Question

1. $t^{2}\frac{dy}{dt}+y^{2}=ty$

Explanation:

Step1: Rewrite the differential equation

First, rewrite the given equation $t^{2}\frac{dy}{dt}+y^{2}=ty$ as $\frac{dy}{dt}=\frac{ty - y^{2}}{t^{2}}$. This is a homogeneous - type differential equation. Let $y = vt$, then $\frac{dy}{dt}=v + t\frac{dv}{dt}$.

Step2: Substitute $y = vt$ into the equation

Substitute $y = vt$ into $\frac{dy}{dt}=\frac{ty - y^{2}}{t^{2}}$. We get $v + t\frac{dv}{dt}=\frac{t\cdot vt-(vt)^{2}}{t^{2}}=\frac{v t^{2}-v^{2}t^{2}}{t^{2}}=v - v^{2}$.

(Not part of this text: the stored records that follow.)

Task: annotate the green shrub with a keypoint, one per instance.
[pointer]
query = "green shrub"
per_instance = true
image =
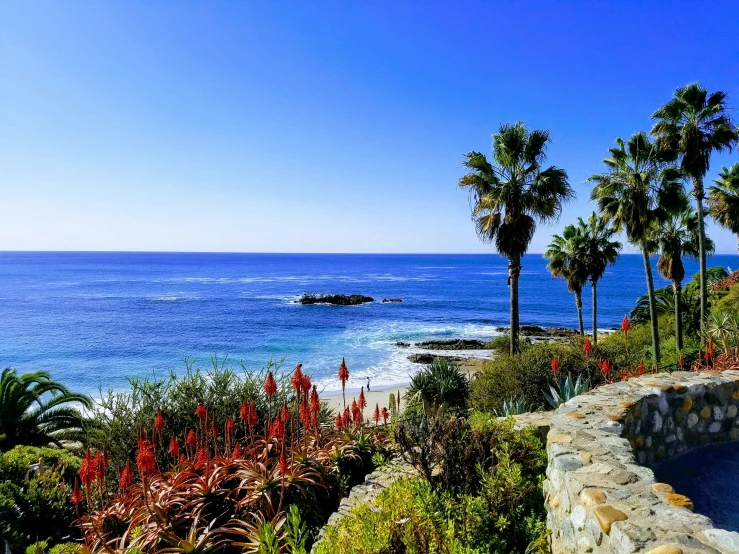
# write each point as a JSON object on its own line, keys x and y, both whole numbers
{"x": 119, "y": 417}
{"x": 528, "y": 375}
{"x": 495, "y": 504}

Step3: Separate the variables

Rearrange the equation $v + t\frac{dv}{dt}=v - v^{2}$ to get $t\frac{dv}{dt}=-v^{2}$. Then separate the variables: $\frac{dv}{v^{2}}=-\frac{dt}{t}$.

Step4: Integrate both sides

Integrate $\int\frac{dv}{v^{2}}=\int-\frac{dt}{t}$. We know that $\int v^{-2}dv=-\frac{1}{v}+C_1$ and $\int-\frac{dt}{t}=-\ln|t| + C_2$. So, $-\frac{1}{v}=-\ln|t|+C$.

Step5: Substitute back $v=\frac{y}{t}$

Substitute $v = \frac{y}{t}$ into $-\frac{1}{v}=-\ln|t|+C$. We get $-\frac{t}{y}=-\ln|t|+C$, or $\frac{t}{y}=\ln|t| - C$. Then $y=\frac{t}{\ln|t|+C}$ (where $C$ is an arbitrary constant).

Answer:

$y = \frac{t}{\ln|t|+C}$